Durante o estudo, os pesquisadores buscaram explicar a sincronização quando há atraso no recebimento da informação entre os osciladores caóticos. O objetivo é determinar as condições sob as quais o fenômeno ocorre em sistemas reais.

“Utilizando a teoria da estabilidade de Lyapunov-Krasovskii, que trata do problema da estabilidade em sistemas dinâmicos, estabelecemos critérios de estabilidade que, a partir de parâmetros como o tempo de atraso no recebimento das informações entre os osciladores, permitem determinar se os osciladores entrarão em estado de sincronização isócrona”, disse um dos autores do artigo, José Mario Vicensi Grzybowski, à Agência FAPESP.

“Foi a primeira demonstração de forma totalmente analítica da estabilidade da sincronização isócrona. Não há similares na literatura”, afirmou Grzybowski, que realiza trabalho de doutorado em engenharia eletrônica e computação no ITA com Bolsa da FAPESP.

As descobertas do estudo poderão possibilitar o aprimoramento de sistemas tecnológicos baseados em sincronização, especialmente em sistemas de telecomunicação baseados em caos.

Além disso, entre as possíveis aplicações estão os satélites em formação de voo, em que um precisa manter uma distância relativa adequada em relação aos outros e, ao mesmo tempo, estabelecer um referencial (sincronização) que permita o intercâmbio de informações, coleta e combinação eletrônica de imagens oriundas dos diversos satélites da formação.

“Nesse caso, o referencial pode ser estabelecido por meio de um fenômeno que emerge naturalmente desde que as condições apropriadas sejam proporcionadas, diminuindo ou até dispensando o uso de algoritmos”, disse.

Redes complexas naturais

Veículos aéreos não tripulados, que podem explorar uma determinada região em conjunto, além de robôs e sistemas de controle distribuídos, que também precisam trabalhar de forma coordenada em uma rede, podem utilizar os resultados da pesquisa.

Os autores do estudo também pretendem fazer com que o fenômeno da sincronização ocorra em sistemas tecnológicos sem a necessidade de existir um líder que oriente a forma como os outros agentes osciladores devem se comportar.

“Pretendemos eliminar a figura do líder e fazer com que a sincronização ocorra em função da interação entre os agentes, como ocorre com uma espécie de vaga-lumes na Ásia, que entra em sincronização sem que um deles lidere”, disse Elbert Einstein Macau, pesquisador do Inpe e outro autor do estudo, do qual participou também Takashi Yoneyama, do ITA.

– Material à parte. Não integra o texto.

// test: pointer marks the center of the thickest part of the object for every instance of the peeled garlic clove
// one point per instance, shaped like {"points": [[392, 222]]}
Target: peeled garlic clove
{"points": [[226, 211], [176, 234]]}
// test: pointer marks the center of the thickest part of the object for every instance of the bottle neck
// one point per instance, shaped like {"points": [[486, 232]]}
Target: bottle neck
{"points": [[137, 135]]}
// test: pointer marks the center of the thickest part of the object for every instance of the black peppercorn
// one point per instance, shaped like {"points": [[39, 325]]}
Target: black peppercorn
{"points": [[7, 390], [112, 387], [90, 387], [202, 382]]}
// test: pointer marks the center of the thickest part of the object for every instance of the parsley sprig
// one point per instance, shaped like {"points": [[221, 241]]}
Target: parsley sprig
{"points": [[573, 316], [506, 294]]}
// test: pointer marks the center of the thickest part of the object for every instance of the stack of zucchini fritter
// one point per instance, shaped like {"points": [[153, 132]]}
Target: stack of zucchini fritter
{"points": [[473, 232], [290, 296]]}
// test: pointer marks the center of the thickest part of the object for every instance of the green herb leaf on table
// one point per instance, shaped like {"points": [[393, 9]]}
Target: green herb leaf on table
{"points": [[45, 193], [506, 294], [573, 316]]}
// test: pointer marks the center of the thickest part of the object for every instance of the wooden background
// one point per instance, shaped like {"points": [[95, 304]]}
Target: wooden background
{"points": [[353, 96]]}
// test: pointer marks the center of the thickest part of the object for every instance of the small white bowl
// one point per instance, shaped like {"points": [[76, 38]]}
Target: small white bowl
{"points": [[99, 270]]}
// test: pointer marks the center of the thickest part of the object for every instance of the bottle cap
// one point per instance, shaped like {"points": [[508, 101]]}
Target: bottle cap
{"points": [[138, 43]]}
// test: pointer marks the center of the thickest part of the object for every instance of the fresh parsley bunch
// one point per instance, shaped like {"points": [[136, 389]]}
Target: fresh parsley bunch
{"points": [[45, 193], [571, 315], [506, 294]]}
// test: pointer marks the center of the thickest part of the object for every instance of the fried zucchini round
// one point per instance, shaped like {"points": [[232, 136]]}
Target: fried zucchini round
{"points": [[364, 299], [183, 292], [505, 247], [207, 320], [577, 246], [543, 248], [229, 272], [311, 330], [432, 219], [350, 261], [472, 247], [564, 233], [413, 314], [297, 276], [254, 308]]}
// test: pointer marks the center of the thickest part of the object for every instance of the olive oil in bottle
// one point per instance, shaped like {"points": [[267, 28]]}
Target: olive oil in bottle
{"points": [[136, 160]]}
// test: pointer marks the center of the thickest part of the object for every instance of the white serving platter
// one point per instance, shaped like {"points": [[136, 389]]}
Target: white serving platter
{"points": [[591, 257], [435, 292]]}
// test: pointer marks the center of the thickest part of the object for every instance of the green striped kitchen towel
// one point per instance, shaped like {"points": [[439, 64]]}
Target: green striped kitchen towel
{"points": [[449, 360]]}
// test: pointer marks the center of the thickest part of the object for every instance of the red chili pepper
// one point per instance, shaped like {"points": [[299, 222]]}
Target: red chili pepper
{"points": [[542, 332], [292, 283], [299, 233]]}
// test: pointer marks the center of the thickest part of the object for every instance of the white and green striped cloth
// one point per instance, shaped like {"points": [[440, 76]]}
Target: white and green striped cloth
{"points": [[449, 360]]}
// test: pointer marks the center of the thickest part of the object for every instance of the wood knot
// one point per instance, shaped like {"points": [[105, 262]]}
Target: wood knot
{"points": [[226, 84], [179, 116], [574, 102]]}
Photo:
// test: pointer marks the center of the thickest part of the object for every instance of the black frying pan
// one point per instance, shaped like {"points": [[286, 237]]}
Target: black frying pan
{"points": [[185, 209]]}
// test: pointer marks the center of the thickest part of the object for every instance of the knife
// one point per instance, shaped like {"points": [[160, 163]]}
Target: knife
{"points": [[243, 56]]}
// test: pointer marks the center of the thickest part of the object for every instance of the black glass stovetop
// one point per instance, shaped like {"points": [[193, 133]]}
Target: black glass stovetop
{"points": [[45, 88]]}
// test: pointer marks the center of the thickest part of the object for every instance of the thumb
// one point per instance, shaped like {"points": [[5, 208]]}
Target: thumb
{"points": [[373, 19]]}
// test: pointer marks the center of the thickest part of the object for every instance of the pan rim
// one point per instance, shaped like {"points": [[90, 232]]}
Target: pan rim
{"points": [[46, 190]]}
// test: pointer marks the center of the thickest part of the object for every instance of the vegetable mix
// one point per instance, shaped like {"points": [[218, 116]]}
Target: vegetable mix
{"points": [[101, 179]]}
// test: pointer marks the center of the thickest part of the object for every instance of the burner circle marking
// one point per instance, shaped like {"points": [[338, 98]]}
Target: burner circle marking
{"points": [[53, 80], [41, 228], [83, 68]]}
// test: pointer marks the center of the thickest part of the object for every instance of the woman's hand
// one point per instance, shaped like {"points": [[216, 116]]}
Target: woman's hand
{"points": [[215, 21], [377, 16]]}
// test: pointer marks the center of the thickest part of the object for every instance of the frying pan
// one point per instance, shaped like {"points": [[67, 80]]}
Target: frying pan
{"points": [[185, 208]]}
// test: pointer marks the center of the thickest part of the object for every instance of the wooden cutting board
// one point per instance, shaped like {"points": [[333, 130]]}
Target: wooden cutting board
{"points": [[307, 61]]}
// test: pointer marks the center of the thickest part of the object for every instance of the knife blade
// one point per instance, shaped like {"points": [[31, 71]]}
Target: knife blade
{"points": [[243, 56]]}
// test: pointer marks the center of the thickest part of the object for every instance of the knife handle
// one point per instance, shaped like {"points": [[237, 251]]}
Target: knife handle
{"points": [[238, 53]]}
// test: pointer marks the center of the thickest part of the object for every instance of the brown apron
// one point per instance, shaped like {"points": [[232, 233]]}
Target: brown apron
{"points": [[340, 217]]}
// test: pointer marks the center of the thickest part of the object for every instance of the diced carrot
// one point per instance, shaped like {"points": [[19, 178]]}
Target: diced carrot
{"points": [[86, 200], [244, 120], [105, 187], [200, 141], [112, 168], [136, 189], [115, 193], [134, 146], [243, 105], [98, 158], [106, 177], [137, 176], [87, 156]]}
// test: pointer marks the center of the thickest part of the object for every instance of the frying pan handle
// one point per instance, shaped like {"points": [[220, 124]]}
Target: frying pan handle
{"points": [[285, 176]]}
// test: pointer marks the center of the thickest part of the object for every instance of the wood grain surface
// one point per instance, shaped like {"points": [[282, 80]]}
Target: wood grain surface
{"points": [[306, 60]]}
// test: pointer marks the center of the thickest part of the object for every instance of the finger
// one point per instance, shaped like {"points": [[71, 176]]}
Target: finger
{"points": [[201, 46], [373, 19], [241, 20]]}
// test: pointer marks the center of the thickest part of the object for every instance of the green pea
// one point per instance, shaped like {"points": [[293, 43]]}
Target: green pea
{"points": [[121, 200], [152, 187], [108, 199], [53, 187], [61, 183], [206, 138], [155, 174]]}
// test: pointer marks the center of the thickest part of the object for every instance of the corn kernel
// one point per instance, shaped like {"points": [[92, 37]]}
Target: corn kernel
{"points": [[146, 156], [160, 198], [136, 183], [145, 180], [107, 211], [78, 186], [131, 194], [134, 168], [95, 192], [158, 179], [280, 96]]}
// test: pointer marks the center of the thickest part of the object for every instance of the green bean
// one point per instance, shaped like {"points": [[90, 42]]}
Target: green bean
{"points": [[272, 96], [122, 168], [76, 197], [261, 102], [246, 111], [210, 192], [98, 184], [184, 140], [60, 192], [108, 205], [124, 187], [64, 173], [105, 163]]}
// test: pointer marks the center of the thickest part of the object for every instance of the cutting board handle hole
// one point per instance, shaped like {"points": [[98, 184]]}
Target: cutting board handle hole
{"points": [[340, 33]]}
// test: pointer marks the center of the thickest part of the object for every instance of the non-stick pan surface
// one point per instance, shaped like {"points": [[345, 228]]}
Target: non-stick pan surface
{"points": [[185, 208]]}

Segundo eles, nessa pesquisa foi analisada a sincronização com um atraso de tempo na transmissão da informação entre dois osciladores. Mas no trabalho que desenvolvem atualmente os resultados serão expandidos para uma rede de osciladores de modo a ampliar a escala do problema, e de sua solução.

Dessa forma, segundo eles, será possível modelar fenômenos baseados na sincronização isócrona em escala de rede e contemplar fenômenos naturais que apresentam nível de complexidade muitas vezes superior.

“Em princípio, qualquer fenômeno real que se baseia na sincronização isócrona poderá ser tratado a partir desses elementos teóricos, que podem servir para projetos de redes tecnológicas, ou para analisar e compreender comportamentos emergentes em redes naturais, mesmo naquelas em que não temos formas de influir diretamente”, disse Grzybowski.